After the preplanned auctions in 2021, the auction house said it will downsize and “make a controlled shutdown” as the loss of Danish mink production means it will lose its “ownership base.”
Auctions are still expected to be held in 2022, with the possibility of an additional event or two taking place in 2023.
“Unfortunately, even the strongest community cannot survive the consequences of the decisions that have now been made,” added Lauge, pointing to the 300 jobs that will be affected as a result of the company’s eventual shutdown.
“Kopenhagen Fur’s large international customer group might, of course, have difficulties understanding the past week’s development in Denmark. Many customers have based their entire business model on Danish mink — as the ultimate stamp of quality.”

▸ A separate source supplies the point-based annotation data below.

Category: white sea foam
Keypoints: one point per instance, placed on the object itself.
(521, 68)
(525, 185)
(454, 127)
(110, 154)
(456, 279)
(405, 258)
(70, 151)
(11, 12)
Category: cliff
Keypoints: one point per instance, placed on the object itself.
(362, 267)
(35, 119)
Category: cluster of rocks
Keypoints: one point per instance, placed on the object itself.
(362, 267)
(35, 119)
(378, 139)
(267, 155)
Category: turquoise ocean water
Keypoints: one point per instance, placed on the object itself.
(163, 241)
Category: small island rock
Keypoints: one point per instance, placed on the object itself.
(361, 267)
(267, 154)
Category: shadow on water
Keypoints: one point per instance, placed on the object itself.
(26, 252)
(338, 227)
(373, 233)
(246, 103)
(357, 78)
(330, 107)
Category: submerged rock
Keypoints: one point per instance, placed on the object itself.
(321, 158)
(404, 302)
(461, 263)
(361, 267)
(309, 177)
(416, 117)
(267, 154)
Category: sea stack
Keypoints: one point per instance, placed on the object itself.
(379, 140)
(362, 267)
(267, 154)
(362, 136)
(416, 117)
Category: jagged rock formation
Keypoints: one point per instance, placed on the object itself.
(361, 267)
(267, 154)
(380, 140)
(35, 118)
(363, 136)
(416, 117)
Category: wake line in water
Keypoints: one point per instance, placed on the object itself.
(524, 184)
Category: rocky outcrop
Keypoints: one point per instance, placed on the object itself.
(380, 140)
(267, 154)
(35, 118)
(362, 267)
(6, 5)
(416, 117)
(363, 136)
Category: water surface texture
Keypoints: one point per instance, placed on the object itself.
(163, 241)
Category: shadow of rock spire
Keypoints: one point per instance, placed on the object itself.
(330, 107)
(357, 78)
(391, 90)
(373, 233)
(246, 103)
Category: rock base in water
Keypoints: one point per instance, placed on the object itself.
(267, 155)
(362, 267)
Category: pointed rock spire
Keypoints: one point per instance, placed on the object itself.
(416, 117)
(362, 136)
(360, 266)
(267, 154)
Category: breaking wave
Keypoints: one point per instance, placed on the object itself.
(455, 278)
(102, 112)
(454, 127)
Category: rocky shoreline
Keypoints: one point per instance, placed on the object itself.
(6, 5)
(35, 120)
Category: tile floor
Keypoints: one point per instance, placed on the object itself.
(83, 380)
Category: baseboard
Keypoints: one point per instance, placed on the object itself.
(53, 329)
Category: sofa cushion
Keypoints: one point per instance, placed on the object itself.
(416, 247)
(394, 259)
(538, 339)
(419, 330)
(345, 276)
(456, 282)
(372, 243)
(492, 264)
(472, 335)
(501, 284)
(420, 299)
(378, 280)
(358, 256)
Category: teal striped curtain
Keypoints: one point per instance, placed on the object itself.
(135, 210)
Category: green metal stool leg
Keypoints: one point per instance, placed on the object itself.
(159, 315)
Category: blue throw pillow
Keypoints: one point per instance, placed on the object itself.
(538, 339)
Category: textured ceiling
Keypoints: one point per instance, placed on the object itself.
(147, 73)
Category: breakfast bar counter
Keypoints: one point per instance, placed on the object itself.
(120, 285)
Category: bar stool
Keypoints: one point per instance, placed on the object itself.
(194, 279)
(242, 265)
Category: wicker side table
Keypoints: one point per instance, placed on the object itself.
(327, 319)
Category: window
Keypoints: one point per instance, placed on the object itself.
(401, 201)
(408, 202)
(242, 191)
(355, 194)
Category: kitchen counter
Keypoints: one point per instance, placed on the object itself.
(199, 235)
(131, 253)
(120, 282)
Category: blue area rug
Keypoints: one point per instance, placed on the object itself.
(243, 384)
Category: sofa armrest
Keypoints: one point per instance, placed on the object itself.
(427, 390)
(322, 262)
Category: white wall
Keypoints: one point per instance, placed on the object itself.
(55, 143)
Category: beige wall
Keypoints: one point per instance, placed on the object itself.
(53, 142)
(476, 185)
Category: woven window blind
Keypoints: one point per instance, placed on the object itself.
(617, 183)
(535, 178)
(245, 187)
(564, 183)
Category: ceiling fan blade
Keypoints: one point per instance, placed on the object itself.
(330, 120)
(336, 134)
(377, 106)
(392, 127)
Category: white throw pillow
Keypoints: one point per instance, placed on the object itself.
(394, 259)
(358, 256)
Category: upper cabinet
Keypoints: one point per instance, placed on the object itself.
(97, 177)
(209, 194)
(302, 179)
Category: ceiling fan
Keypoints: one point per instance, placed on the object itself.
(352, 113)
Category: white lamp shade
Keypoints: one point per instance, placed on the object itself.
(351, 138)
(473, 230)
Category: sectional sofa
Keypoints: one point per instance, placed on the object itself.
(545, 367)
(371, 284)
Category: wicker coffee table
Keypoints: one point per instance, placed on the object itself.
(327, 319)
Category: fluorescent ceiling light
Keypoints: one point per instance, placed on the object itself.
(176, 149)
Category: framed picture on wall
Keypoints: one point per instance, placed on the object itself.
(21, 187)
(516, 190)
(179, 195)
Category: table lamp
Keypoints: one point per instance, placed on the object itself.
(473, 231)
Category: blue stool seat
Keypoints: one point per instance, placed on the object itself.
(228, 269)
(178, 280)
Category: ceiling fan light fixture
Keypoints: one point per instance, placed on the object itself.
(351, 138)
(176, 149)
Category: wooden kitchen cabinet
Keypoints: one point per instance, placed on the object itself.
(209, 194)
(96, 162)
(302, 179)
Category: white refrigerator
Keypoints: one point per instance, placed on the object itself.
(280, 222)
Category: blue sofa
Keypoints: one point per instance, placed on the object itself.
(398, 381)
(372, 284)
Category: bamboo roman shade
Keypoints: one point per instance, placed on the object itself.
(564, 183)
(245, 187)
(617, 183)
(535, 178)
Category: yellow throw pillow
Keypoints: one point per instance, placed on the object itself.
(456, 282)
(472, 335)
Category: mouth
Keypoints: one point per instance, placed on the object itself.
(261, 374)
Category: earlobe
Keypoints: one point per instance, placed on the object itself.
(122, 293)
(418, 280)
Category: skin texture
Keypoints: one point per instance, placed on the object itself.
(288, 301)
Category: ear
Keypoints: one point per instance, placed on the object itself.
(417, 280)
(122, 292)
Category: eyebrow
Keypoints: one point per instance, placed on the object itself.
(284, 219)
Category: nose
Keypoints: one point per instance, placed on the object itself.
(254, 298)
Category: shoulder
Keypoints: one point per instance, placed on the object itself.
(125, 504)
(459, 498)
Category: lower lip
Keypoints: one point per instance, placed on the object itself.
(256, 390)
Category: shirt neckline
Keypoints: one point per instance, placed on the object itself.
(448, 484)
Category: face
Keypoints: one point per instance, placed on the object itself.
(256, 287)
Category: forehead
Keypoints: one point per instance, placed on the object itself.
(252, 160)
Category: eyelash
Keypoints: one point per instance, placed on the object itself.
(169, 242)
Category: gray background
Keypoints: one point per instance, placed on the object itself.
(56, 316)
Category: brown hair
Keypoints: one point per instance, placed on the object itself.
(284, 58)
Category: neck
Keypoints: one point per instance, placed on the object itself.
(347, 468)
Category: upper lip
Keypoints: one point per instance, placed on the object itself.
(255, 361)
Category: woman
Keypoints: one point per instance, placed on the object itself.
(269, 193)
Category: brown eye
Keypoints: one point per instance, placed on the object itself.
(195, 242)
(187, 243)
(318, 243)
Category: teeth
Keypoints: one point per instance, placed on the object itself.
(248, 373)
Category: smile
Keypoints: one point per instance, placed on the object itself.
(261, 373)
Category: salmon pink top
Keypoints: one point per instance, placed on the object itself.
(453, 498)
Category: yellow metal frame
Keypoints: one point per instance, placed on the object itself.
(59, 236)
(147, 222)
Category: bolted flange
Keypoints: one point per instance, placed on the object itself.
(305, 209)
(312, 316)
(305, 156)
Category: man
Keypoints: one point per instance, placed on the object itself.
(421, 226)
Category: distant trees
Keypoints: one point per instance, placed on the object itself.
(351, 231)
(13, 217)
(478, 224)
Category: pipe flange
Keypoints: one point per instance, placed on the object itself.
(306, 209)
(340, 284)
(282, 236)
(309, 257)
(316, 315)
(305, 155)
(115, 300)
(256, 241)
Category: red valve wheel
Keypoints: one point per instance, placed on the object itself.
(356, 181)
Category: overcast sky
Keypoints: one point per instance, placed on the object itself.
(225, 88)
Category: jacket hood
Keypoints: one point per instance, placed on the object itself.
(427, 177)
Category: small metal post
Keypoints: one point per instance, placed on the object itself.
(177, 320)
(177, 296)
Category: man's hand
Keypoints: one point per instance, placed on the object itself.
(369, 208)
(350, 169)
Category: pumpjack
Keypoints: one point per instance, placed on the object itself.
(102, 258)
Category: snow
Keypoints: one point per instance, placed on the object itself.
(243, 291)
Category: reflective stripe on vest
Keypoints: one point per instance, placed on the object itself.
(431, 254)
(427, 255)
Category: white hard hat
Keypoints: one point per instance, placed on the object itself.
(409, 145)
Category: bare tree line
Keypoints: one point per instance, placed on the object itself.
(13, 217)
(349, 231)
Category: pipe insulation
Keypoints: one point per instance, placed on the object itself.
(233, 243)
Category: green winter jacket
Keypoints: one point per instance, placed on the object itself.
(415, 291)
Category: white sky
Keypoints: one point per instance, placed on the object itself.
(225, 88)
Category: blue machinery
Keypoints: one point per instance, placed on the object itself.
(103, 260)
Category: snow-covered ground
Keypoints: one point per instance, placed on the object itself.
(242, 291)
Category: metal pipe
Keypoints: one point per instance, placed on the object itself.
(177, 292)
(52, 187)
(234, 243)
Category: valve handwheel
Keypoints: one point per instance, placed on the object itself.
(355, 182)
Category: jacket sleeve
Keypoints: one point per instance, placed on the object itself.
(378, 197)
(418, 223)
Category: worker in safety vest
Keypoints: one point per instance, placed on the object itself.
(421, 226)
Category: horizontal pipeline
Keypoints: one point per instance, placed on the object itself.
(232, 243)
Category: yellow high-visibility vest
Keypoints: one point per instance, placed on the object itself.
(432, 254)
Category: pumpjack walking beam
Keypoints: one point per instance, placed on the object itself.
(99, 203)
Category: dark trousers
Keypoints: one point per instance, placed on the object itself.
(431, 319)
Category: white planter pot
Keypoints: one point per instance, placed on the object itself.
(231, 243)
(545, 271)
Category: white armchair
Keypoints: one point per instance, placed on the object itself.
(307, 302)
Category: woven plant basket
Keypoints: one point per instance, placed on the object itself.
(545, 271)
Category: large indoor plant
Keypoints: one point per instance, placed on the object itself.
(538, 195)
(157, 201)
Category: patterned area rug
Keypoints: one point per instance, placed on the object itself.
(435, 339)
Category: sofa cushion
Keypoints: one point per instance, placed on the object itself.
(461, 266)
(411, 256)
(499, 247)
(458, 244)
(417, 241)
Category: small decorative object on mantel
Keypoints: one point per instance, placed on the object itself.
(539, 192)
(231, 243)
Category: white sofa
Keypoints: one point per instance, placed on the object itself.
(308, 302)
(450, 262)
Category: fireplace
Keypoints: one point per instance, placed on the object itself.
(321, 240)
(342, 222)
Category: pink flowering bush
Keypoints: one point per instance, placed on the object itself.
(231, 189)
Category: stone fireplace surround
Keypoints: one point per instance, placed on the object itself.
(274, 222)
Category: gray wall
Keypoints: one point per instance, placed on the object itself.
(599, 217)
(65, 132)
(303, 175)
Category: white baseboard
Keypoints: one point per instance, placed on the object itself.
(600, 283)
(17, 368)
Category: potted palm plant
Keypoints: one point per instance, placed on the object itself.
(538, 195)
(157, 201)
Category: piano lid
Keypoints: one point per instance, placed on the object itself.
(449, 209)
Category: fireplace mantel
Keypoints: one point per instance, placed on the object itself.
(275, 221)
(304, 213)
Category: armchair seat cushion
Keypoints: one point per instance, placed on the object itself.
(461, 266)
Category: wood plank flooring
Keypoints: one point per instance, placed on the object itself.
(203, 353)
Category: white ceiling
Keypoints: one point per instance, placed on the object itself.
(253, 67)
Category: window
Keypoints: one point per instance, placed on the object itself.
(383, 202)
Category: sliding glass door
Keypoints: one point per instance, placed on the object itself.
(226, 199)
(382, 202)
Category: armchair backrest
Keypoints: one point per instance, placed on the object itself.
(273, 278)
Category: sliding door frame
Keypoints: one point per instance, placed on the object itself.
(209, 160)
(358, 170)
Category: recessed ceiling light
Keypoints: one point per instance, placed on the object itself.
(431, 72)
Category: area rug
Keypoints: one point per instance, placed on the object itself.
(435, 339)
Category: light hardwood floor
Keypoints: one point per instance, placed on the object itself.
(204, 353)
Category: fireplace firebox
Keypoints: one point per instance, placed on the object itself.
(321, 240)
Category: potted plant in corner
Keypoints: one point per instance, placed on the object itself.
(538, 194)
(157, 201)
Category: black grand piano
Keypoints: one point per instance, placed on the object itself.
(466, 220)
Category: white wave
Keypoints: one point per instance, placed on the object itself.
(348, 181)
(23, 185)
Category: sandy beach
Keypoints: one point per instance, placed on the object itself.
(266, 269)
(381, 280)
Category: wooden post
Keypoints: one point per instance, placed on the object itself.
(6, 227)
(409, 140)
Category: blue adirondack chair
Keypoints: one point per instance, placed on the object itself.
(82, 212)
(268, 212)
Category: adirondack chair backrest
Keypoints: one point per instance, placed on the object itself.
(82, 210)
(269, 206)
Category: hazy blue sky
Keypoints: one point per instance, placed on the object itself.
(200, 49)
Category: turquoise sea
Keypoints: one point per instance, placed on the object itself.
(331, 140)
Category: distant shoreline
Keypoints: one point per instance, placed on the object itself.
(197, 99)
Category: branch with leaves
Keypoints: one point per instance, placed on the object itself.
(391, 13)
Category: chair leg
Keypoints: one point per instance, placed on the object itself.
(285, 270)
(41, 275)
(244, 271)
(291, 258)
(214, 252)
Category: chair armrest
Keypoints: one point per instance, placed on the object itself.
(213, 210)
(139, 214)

Kopenhagen Fur supplies brands across the luxury spectrum, and also produces its own designs. Its younger subbrand, Oh by Kopenhagen Fur, shut earlier this year.
Meanwhile, the Danish government might well reverse its decision to cull the country’s mink population, citing no legal authority to mandate the killing of mink on farms that are “unaffected by the coronavirus,” and adding that the mass culling (regardless of reported infection) should have been framed as a “recommendation” — rather than a “directive.”
Denmark’s Prime Minister Mette Frederiksen also apologized for the directive.
Animal rights activists said Kopenhagen’s decision was another indication of the fur trade’s looming expiry date.
“The announcement by Kopenhagen Fur that it will cease trading shows that fur production has now passed a tipping point, and it could very well signal the beginning of the end of the fur trade. Fur farms are not only the cause of immense and unnecessary animal suffering, but they are also ticking time bombs for deadly diseases,” said Dr. Joanna Swabe, senior director of public affairs for Humane Society.